1

Wondering if there are good alternatives to this that perform no worse than what I have below? The real switch statement has additional sections for other non-English characters.

Note that I'd love to put multiple case statements per line, but StyleCop doesn't like it and will fail our release build as a result.
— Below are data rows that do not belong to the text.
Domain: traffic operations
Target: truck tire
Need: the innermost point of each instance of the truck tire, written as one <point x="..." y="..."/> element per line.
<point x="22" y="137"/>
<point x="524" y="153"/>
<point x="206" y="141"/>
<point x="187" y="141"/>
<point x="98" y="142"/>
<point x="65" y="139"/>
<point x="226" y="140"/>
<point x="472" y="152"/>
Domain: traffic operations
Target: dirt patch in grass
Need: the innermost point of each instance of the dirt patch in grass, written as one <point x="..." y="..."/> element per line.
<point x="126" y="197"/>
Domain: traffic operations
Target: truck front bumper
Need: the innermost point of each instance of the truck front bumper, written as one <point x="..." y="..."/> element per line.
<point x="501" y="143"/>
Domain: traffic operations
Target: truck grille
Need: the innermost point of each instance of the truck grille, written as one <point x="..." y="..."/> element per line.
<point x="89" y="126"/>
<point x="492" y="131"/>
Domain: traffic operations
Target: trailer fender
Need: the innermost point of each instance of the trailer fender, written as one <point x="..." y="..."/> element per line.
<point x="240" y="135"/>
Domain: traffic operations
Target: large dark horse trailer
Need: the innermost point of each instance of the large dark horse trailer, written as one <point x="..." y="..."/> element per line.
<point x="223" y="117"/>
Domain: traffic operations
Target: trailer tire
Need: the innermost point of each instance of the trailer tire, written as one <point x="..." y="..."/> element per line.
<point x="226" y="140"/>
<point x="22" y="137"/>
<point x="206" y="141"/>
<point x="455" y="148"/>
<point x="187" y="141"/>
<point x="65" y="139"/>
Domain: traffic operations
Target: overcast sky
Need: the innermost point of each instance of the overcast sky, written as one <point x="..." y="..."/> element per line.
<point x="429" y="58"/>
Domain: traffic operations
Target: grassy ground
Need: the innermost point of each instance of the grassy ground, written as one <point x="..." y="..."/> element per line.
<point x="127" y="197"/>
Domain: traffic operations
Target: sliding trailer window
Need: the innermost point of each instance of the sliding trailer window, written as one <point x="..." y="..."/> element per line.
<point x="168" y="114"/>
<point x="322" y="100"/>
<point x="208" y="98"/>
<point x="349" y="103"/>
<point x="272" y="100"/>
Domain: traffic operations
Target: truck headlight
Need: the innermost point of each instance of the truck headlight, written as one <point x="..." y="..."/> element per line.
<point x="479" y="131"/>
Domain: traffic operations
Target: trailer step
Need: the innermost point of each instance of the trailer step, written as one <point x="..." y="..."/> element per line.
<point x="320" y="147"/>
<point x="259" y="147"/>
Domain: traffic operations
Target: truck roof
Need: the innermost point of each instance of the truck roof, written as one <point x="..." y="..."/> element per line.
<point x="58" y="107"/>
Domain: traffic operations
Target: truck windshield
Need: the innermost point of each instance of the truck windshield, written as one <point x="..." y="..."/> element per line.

        var retVal = String.Empty;
        switch(valToCheck)
        {
            case "é": 
            case "ê": 
            case "è": 
            case "ë":
                retVal = "e";
                break;
            case "à": 
            case "â": 
            case "ä": 
            case "å":
                retVal = "a";
                break;

            default:
                retVal = "-";
                break;
        }
larryq
  • 15,713
  • 38
  • 121
  • 190
  • 1
    Out of curiosity, why is the default `"-"`? – TheZ Jul 25 '12 at 20:19
  • You could build a lookup table (using the most readable method, which could be slow). The lookup is very simple and very very fast. – Ben Voigt Jul 25 '12 at 20:19
  • 1
    @LittleBobbyTables: C# does not support that at all, IIRC. – SLaks Jul 25 '12 at 20:19
  • You could return the result directly instead of setting `retval` (assuming it isn't used later). – Lee Jul 25 '12 at 20:20
  • @Slaks - thanks, it's been too long – LittleBobbyTables - Au Revoir Jul 25 '12 at 20:20
  • I'd try checking the character codes, if they're contiguous it would be easy to write a conditional like `charCode > 100 && charCode < 104` – TheZ Jul 25 '12 at 20:21
  • Worse performance, but it may be easier to read if you create lists of groups of characters and then see which one contains the value. – PCasagrande Jul 25 '12 at 20:24
  • What about [this](http://stackoverflow.com/questions/249087/how-do-i-remove-diacritics-accents-from-a-string-in-net)? – DaveShaw Jul 25 '12 at 20:24
  • possible duplicate of [Ignoring accented letters in string comparison](http://stackoverflow.com/questions/359827/ignoring-accented-letters-in-string-comparison) – Tim S. Jul 25 '12 at 20:26
  • Not sure of the effect on performance (probably none in an optimized build) but there's no need to assign `var retVal = string.Empty;` -- `string retVal;` will do just fine. – phoog Jul 25 '12 at 20:27
  • similar to http://stackoverflow.com/questions/4155382/a-faster-way-of-doing-multiple-string-replacements and http://stackoverflow.com/questions/249087/how-do-i-remove-diacritics-accents-from-a-string-in-net – hatchet - done with SOverflow Jul 25 '12 at 20:27
  • @TheZ-- This is for making URLs SEO friendly. Dashes are safe characters in lieu of spaces for instance (see the URL of this page as an example.) – larryq Jul 25 '12 at 20:51

6 Answers6

4

The first thing that comes to mind is a Dictionary<char,char>()
(I prefer char instead of strings because you are dealing with chars)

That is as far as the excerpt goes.